ΔG° = ∑(n × ΔG°f,products) - ∑(n × ΔG°f,reactants)

where n is the stoichiometric coefficient of each substance in the balanced equation, and ΔG°f is the standard Gibbs free energy of formation.

For the given reaction:

ΔG° = [2 × ΔG°f(Fe)] + [3 × ΔG°f(CO2)] - [ΔG°f(Fe2O3)] - [3 × ΔG°f(CO)]

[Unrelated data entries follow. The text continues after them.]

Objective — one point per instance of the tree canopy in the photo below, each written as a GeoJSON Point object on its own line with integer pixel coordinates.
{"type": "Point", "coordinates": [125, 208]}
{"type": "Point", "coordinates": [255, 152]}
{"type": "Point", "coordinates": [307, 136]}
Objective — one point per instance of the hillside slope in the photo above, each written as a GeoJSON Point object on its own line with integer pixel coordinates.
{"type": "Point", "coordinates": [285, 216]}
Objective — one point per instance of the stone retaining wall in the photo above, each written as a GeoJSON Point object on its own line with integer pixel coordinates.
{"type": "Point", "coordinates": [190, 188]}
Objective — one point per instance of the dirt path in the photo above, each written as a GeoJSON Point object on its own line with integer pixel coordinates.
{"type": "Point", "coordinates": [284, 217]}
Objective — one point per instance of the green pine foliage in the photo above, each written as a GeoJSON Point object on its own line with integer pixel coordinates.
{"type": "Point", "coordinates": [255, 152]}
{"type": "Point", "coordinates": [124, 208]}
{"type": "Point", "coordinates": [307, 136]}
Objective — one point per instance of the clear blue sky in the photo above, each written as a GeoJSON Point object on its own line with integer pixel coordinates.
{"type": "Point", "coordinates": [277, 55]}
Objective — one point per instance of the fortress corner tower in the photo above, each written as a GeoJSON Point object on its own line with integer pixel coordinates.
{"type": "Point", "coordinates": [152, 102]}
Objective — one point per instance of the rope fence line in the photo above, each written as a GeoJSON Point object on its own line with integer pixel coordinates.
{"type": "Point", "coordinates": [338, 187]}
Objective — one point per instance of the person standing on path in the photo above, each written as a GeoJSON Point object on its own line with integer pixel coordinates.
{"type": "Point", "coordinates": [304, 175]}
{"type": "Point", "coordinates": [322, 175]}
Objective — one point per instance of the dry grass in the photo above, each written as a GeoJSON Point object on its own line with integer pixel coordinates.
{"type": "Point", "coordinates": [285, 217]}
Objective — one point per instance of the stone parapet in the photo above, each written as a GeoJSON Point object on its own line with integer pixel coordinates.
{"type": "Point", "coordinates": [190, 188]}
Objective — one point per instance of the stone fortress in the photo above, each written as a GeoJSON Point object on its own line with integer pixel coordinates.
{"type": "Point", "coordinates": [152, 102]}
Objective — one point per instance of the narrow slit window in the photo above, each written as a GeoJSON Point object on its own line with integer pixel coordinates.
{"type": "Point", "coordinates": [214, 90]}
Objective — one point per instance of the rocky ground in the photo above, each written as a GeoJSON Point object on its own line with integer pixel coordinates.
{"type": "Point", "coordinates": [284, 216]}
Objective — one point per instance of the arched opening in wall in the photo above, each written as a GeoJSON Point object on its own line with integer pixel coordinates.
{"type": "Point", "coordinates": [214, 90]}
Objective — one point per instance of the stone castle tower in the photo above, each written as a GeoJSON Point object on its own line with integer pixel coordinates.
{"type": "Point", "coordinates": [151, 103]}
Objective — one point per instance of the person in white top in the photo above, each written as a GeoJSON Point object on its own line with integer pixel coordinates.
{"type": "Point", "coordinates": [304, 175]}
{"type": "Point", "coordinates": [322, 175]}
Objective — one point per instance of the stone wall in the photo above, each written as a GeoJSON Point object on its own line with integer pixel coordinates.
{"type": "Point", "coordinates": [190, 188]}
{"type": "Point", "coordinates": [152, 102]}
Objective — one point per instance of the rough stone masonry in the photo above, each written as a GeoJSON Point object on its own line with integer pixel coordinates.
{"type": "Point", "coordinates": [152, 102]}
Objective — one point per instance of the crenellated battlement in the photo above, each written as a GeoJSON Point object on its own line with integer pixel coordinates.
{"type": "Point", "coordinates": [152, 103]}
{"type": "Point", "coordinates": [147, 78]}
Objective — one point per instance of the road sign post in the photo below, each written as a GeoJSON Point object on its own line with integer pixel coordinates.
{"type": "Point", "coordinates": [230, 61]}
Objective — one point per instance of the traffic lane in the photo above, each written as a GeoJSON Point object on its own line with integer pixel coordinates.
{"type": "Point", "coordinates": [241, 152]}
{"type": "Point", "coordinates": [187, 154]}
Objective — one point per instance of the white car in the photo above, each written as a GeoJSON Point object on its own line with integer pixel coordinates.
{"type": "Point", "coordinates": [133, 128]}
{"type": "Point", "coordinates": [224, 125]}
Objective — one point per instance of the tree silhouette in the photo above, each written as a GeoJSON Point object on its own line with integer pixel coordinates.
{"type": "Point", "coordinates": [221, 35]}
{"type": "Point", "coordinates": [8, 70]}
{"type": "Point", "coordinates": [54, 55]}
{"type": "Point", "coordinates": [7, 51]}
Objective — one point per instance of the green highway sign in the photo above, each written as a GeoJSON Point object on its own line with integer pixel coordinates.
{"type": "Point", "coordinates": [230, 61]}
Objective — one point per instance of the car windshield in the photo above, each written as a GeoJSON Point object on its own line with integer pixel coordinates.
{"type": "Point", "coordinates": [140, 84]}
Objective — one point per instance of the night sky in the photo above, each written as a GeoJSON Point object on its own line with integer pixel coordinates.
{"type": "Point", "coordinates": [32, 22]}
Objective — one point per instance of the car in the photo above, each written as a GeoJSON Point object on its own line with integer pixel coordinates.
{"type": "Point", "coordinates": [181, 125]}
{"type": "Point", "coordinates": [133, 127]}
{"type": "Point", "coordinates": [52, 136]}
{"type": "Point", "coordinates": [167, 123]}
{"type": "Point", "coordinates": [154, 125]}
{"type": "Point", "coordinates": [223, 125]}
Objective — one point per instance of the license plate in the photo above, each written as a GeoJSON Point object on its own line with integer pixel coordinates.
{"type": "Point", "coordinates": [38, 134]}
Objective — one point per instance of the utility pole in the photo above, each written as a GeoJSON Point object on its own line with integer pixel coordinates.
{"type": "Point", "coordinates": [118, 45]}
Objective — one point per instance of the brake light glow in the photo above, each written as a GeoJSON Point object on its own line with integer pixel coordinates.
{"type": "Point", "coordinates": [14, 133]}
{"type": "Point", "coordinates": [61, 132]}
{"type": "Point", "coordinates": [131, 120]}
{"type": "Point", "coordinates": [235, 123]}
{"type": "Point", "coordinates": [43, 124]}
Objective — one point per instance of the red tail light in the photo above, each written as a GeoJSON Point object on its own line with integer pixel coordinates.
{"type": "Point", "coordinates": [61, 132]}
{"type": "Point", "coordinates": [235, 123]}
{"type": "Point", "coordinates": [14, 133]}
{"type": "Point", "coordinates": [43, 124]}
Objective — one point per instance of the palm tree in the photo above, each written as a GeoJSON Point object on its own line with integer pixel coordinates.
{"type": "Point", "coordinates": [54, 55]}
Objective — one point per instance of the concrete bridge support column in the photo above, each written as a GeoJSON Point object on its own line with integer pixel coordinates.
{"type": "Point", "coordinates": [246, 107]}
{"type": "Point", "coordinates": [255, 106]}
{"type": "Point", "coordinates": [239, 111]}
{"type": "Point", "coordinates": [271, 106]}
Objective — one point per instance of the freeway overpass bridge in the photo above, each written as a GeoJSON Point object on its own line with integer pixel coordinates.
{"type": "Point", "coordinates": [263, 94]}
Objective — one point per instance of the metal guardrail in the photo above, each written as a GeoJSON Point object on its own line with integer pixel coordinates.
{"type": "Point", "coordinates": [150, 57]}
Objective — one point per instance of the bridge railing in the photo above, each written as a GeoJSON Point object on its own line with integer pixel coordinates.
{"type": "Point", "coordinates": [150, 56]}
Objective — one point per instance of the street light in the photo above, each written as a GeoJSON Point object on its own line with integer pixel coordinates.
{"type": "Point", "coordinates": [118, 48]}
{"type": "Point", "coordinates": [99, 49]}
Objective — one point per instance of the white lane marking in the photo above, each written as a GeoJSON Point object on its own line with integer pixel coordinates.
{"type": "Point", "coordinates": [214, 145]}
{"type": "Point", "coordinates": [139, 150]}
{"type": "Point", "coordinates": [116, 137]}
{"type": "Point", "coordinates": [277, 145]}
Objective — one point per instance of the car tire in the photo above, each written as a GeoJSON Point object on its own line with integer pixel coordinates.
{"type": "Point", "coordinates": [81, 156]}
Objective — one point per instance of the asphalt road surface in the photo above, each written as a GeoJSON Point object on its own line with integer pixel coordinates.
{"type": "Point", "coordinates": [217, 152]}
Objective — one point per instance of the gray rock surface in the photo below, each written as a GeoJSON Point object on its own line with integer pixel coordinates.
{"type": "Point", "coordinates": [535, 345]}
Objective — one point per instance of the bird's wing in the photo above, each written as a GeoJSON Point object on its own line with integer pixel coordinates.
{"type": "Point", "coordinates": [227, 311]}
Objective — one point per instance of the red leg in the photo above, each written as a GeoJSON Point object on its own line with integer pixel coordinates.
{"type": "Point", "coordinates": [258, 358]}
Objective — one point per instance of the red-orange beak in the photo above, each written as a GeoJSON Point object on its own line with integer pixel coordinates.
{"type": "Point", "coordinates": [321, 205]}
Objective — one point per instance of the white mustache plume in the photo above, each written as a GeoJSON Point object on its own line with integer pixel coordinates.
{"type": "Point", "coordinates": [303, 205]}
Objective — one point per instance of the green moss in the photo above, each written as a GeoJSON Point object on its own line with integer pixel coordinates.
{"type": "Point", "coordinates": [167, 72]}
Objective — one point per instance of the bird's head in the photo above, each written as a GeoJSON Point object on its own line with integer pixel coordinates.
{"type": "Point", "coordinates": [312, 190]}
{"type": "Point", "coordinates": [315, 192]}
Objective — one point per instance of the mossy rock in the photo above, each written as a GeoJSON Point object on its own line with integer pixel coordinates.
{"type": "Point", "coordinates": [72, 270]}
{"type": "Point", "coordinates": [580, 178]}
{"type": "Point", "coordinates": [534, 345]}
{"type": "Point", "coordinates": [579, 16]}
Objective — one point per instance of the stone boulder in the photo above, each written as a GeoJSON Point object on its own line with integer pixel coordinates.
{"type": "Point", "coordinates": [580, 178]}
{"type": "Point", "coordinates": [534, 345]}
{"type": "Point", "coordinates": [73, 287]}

Substituting the given values:

ΔG° = [2 × 0] + [3 × (-394.4)] - [-742.2] - [3 × (-137.2)]
ΔG° = 0 + (-1183.2) + 742.2 + 411.6
ΔG° = -29.4 kJ/mol

Now, we can substitute the value of ΔG° into the equation for K:

K = e^(-ΔG°/RT)

Substituting the given temperature (298 K) and the value of ΔG°:

K = e^(-(-29.4 × 10^3 J/mol) / (8.314 J/(mol⋅K) × 298 K))
K = e^(88.6 / (8.314 × 298))
K = e^(0.411)

Using the scientific calculator, we find:

K = 1.507

Therefore, the equilibrium constant (K) at 298 K for the reaction between iron(III) oxide and carbon monoxide is approximately 1.507.